Pineda, taken aback, stepped off the mound to process the unseen turn of events and collect his thoughts. Creepers manager Clark sat back with a smirk on his face, hoping he’d thrown a wrench into the gem by causing Pineda to overthink facing a weak hitter. Casilla, with one career hit on his BARB record (in 2011), dug in and took a ball in the dirt. Pineda again toed the slab, and in came his 106th pitch of the night: Casilla took a cut and grounded harmlessly to Corey Seager, in the game for defense. The third baseman took his time and fired to first, in plenty of time…A PERFECT GAME FOR MICHAEL PINEDA!

The 10-strikeout performance marked Santa Barbara’s seventh win in their past 10 games and it lowered Pineda’s ERA to 1.99. It was also the second year in a row that Guerra’s club no-hit the Creepers, following Justin Masterson’s 2014 performance for Nor Cal. Was it enough to boost the team toward the top of the division? They would need to take down a number of perennial playoff teams in the second half, but epic collapses are always possible.


COLLMENTER COOL FOR CUTTERS

Starter not hampered by 2014 workload.

In 2014, Josh Collmenter appeared in a BARB-record 115 games for the league doormat Brownsville Cutters (trailed closely by teammates Kyle Farnsworth and Matt Belisle with 112 and 108, respectively). Despite a 7-16 record and 5.35 ERA, the Brown brothers re-signed the righty with the unconventional arm slot for 2015. The Cutters added a few big arms in the offseason, most notably Corey Kluber, so the news of Collmenter’s return was met with scoffs by national media types.

However, Brownsville has benefitted so far. With almost half of 2015 in the books, the Cutters are in second place in the Grapefruit division, just four games back of league-leading New England and in solid prospective playoff position. Collmenter has been a factor in the rotation, making 12 starts (just one less than his 2014 total) as no less than seven different starting pitchers have spent some or all of the season on the disabled list.

It remains to be seen whether Collmenter can keep it up, but if his June 23 start was the peak, his team will take it.

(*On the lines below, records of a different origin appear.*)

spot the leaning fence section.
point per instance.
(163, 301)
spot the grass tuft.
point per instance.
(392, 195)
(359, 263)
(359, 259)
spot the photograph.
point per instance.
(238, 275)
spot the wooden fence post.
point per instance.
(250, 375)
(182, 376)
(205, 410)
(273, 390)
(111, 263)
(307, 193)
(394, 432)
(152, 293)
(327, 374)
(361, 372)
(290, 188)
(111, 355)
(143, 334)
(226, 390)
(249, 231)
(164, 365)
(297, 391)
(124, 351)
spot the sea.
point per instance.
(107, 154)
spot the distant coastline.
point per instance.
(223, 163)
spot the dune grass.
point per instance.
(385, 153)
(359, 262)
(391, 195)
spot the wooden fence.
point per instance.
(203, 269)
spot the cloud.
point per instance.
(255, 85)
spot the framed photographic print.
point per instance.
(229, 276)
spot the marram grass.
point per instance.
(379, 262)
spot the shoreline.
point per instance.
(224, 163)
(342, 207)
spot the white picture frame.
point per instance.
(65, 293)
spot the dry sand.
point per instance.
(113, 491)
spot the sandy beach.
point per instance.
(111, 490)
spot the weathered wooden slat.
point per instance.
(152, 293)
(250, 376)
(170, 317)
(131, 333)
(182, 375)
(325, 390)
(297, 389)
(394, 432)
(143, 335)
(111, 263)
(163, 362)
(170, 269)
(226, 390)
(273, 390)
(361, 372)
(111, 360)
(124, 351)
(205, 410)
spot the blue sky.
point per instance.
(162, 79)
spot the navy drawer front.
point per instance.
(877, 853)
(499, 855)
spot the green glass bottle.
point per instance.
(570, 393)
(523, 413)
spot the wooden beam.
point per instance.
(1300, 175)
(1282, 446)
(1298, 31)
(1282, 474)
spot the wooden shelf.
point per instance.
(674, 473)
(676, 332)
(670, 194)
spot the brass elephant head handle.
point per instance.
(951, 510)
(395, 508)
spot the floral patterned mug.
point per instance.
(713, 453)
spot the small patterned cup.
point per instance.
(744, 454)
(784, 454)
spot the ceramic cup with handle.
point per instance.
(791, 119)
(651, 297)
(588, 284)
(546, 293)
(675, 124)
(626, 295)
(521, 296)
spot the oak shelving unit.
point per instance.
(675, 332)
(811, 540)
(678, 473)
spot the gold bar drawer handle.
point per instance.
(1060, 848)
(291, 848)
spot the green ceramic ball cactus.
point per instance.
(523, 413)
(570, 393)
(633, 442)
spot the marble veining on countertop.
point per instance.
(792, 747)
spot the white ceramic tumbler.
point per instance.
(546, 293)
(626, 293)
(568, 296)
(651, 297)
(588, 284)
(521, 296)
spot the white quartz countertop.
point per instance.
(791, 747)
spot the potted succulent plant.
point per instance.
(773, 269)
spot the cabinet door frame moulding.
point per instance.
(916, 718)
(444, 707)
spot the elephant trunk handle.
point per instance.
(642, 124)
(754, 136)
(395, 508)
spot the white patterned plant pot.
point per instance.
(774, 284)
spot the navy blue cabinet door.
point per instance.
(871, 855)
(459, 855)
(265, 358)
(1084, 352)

Hosting division-rival Riverside, Collmenter allowed a hit to Dustin Ackley leading off the game—and almost nothing else. He set down nine in a row after the single before walking Mike Napoli leading off the fourth. After stranding Napoli at first base, Collmenter didn’t go from the stretch once in the final five innings. He retired the last 15 Rum Runners and with four one-run innings of support from his offense, closed out the one-hit shutout by inducing flyouts from, fittingly, Ackley and Napoli.


Collmenter only struck out five in his 104-pitch gem, but it marked BARB’s best pitching performance of the year (until Pineda a few days later) and lowered his ERA to 3.23 for the surging Cutters.